21st Lieutenant Governor of Prince Edward Island
- In office October 24, 1974 – January 14, 1980
- Monarch: Elizabeth II
- Governors General: Jules Léger Edward Schreyer
- Premier: Alex Campbell W. Bennett Campbell J. Angus MacLean
- Preceded by: John George MacKay
- Succeeded by: Joseph Aubin Doiron

MLA (Assemblyman) for 5th Queens
- In office May 30, 1966 – October 24, 1974
- Preceded by: J. David Stewart
- Succeeded by: James Lee

Personal details
- Born: October 10, 1912 Charlottetown, Prince Edward Island
- Died: February 11, 2000 (aged 87) Charlottetown, Prince Edward Island
- Party: Liberal
- Spouse: Doris L. Bernard
- Children: Frances Diane
- Education: Acadia University
- Occupation: Teacher, academic, educational administrator
- Profession: Politician
- Cabinet: Minister of Justice (1966–1970) Attorney General (1970–1974) President of Executive Council (1970–1974) Provincial Secretary (1972–1974)

= Gordon Lockhart Bennett =

Canadian politician

Gordon Lockhart Bennett, (October 10, 1912 – February 11, 2000) was a Canadian teacher, politician and the 21st lieutenant governor of Prince Edward Island.
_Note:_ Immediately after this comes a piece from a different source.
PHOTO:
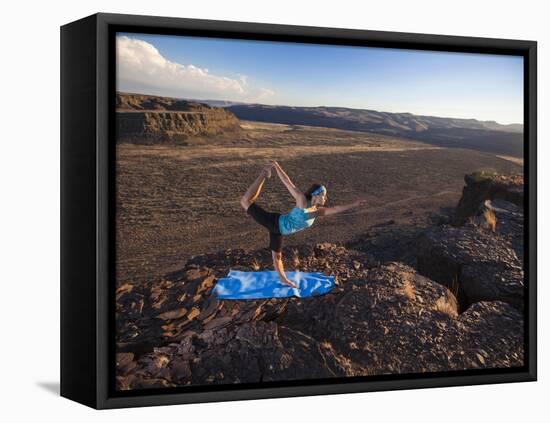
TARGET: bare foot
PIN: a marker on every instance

Born in Charlottetown, Prince Edward Island, he received a Bachelor of Science in 1937 and a Master of Science in Chemistry in 1947 from Acadia University. He started to teach in a school and joined the faculty of the department of Chemistry at Prince of Wales College in 1939.
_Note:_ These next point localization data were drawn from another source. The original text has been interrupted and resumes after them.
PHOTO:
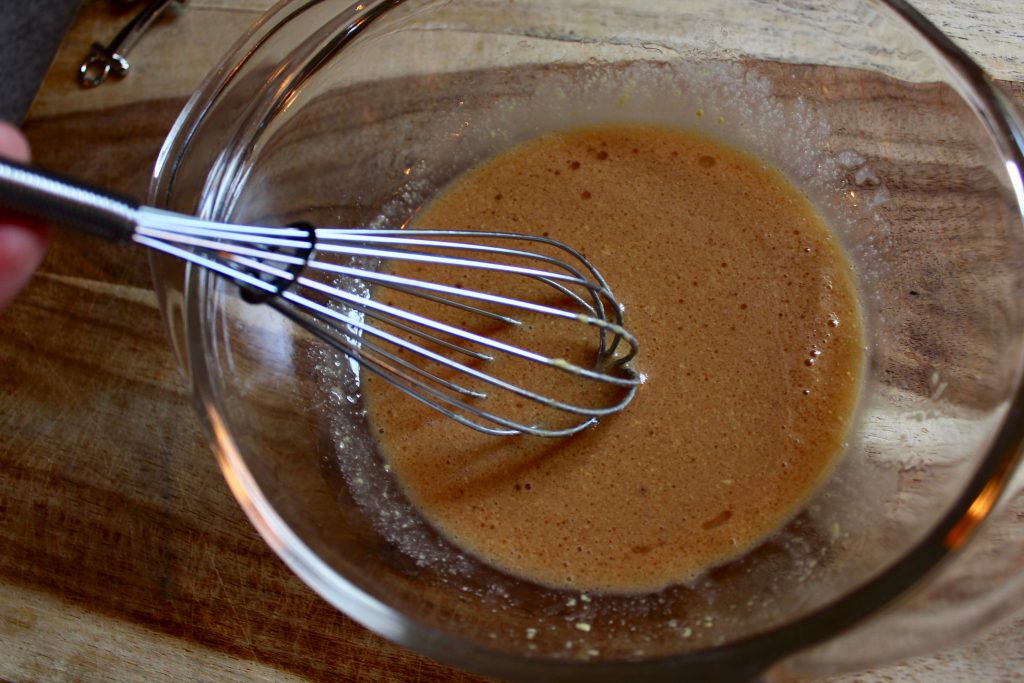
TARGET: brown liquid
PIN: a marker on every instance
(751, 338)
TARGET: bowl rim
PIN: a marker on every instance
(745, 657)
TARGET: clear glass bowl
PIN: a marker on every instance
(356, 115)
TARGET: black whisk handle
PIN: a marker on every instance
(56, 200)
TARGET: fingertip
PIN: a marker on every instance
(12, 143)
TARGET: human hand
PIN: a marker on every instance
(23, 242)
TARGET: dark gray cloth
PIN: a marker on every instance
(30, 34)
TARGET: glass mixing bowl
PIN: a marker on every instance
(355, 116)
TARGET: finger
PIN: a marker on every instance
(12, 142)
(23, 243)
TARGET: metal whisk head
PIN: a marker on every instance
(504, 333)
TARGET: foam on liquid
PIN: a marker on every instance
(751, 338)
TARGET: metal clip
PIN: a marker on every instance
(104, 60)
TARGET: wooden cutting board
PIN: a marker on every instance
(123, 556)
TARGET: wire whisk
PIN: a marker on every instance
(505, 333)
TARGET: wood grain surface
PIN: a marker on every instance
(123, 556)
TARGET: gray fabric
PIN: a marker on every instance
(30, 34)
In March 1966, Bennett was elected president of the Dominion Curling Association, succeeding Frank Sargent.

In 1966, he was elected as a Liberal candidate as a representative of 5th Queens. He was re-elected in 1970 and 1974. From 1966 to 1974, he held ministerial positions in the government of Premier Alex Campbell, including president of the Executive Council, Minister of Education, Minister of Justice, provincial secretary and chairman of Provincial Centennial Commission.

He was lieutenant governor from October 24, 1974 to January 14, 1980.

He was inducted into the Canadian Curling Hall of Fame as a builder.

In 1983, he was made an Officer of the Order of Canada. He was created a Knight of Grace of the Order of St. John in 1975.